Я невольно представил, как грузная, ворчливая жена его Анна, попыхивая самодельной трубкой, чистит шомполом мужнину двустволку двадцать восьмого калибра, как сует в кожаную сумку берестяной туес с красноватым домашним маслом, чай в жестяной заржавленной коробочке, мешочки с солью, сахаром, толканом. Но, чтобы не обидеть соседа, не улыбаюсь, а только говорю:
— Там с твоим ружьем делать нечего.
— Правда, — легко соглашается он. — Там автоматы, карабины, ракетки. Да? — Он даже языком прищелкивает, оживляется. — А карабин — это тебе не ружье? — Хороший карабин — его мечта. — Я бы с карабином-то убил тот раз волка. Думаешь, не убил бы?
Я киваю, соглашаюсь. Он вздыхает, углубленно молчит.
А случилось вот что. Как-то сидели мы у Петра в избе, чаевничали, болтали о разном. Хозяин случайно глянул в окно и окаменел с открытым ртом. По зеленой картофельной ботве, сшибая стволы подсолнухов, носился, взвинтив хвост, полугодовалый Петров бычок. За ним широким скоком, норовя пристроиться сбоку, гналась собака с толстой, неповоротливой шеей.
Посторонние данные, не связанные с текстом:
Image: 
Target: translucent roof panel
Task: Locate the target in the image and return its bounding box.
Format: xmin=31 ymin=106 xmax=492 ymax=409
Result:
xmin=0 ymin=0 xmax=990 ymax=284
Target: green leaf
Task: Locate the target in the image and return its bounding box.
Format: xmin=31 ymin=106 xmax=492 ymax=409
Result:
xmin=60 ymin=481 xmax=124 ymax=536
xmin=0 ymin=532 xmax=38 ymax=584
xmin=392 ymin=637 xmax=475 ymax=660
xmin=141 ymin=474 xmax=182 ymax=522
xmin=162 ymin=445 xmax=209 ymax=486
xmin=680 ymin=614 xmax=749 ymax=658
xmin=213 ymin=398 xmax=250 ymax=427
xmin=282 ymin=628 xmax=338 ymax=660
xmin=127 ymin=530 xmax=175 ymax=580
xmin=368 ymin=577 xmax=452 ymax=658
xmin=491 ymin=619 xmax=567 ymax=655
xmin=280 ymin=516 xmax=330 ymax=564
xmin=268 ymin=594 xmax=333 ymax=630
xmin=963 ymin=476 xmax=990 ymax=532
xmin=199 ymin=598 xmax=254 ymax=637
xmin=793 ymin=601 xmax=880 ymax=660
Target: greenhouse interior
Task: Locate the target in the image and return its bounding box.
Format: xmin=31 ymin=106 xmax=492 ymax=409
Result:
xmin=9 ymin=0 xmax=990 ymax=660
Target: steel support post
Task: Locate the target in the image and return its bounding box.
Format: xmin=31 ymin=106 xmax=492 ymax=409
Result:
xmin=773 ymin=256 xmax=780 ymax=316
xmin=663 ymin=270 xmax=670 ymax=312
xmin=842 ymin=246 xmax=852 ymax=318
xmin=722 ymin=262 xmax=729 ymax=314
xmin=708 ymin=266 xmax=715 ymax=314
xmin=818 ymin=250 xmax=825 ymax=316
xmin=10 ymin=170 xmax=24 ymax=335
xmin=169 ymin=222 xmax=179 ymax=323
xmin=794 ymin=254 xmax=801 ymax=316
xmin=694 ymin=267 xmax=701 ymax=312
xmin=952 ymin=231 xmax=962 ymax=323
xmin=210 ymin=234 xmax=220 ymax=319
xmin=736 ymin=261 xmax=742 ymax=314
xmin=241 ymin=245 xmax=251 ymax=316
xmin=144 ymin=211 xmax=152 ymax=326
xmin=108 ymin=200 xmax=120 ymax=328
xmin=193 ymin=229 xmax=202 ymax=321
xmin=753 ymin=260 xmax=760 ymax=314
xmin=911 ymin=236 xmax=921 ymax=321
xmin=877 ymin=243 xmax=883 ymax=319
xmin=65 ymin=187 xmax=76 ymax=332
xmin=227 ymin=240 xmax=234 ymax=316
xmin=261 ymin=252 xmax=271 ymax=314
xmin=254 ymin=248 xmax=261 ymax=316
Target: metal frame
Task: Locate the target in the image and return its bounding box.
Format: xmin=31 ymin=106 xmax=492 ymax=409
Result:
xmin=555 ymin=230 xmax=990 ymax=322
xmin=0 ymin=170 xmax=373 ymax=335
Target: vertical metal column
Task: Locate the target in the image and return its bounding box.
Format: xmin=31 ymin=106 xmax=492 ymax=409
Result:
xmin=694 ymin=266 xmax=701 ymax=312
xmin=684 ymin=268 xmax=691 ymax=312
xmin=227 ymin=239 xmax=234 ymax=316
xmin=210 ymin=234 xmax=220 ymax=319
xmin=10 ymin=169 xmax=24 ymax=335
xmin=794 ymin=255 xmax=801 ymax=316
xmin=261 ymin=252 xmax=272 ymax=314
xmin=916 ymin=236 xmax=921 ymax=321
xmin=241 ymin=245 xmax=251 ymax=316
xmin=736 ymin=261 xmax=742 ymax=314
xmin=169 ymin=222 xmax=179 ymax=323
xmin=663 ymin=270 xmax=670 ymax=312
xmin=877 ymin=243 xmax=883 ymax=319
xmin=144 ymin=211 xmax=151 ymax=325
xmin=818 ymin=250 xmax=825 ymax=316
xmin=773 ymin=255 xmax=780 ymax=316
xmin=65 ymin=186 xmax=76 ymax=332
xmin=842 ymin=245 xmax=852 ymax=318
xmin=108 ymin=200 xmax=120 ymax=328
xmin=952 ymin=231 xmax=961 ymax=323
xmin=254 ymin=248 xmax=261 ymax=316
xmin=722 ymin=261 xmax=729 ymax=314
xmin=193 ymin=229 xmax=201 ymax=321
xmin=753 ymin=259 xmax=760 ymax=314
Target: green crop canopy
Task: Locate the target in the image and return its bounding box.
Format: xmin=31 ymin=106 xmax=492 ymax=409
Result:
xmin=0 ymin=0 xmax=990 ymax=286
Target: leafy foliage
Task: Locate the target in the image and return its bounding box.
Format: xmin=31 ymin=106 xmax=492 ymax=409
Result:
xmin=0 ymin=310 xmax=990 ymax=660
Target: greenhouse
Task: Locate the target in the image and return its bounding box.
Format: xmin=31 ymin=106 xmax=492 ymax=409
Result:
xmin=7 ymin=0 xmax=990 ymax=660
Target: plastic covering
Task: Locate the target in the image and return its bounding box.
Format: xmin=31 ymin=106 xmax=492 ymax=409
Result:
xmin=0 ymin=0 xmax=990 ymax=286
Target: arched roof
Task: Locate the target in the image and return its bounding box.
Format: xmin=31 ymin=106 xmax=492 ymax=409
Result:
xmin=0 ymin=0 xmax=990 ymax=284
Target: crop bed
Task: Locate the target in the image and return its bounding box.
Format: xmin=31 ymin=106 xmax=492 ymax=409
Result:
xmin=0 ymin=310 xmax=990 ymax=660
Но это была не собака, хотя псы иногда выгоняли из огорода телят и кур. Они гоняли нарушителей с громким лаем, чтобы хозяева увидели и оценили их старательность. Этот пес несся молча и целил к горлу. Тут мы еще вспомнили, что наш сосед Нефед уплыл на ту сторону за смородиной и взял с собой всех наших собак сгонять лишний жир — к осени они должны быть поджарыми.
— Бандит! — взвизгнул Петр, приходя в себя. Сорвал со стены ружье, пальнул в форточку.
Волк отпрыгнул от бычка, сел от неожиданности, прижав уши и клацнув зубами. Тут бы стрелять еще раз, но второй патрон оказался дробовым. Волк метнулся через заплот и исчез в тайге.
Теленка он все же успел полоснуть клыками, пришлось дорезать. Теперь ели мясо. Но сосед тяжело переживал случившееся. Бычка особо не жалел, все равно осенью резать. Но то, что волк безнаказанно хозяйничал в его огороде, считал большим позором и упросил меня никому не рассказывать.
Петр вытряхнул из трубки пепел, снова набил табаком.
— Дружка, бог есть? — вдруг спросил.
— Нету, Петр.
— Ага, однако, нету, — согласился он, качая коротко стриженной седеющей головой. — Если бы был, дал бы мериканцам разбойничать? Разве дал бы Ваське утонуть? Если бы был бог, я бы сказал ему: возьми меня, Ваську отдай. Он молодой, ему бабу надо, ребятишек надо… — Петр тяжело вздыхает. — Налей че-нибудь, дружка. Грудь болит, сердце болит.
— Ничего такого нету, сам знаешь. Вот если чаю.
— Давай чаю.
Растапливаю печь, и скоро пьем обжигающий чай.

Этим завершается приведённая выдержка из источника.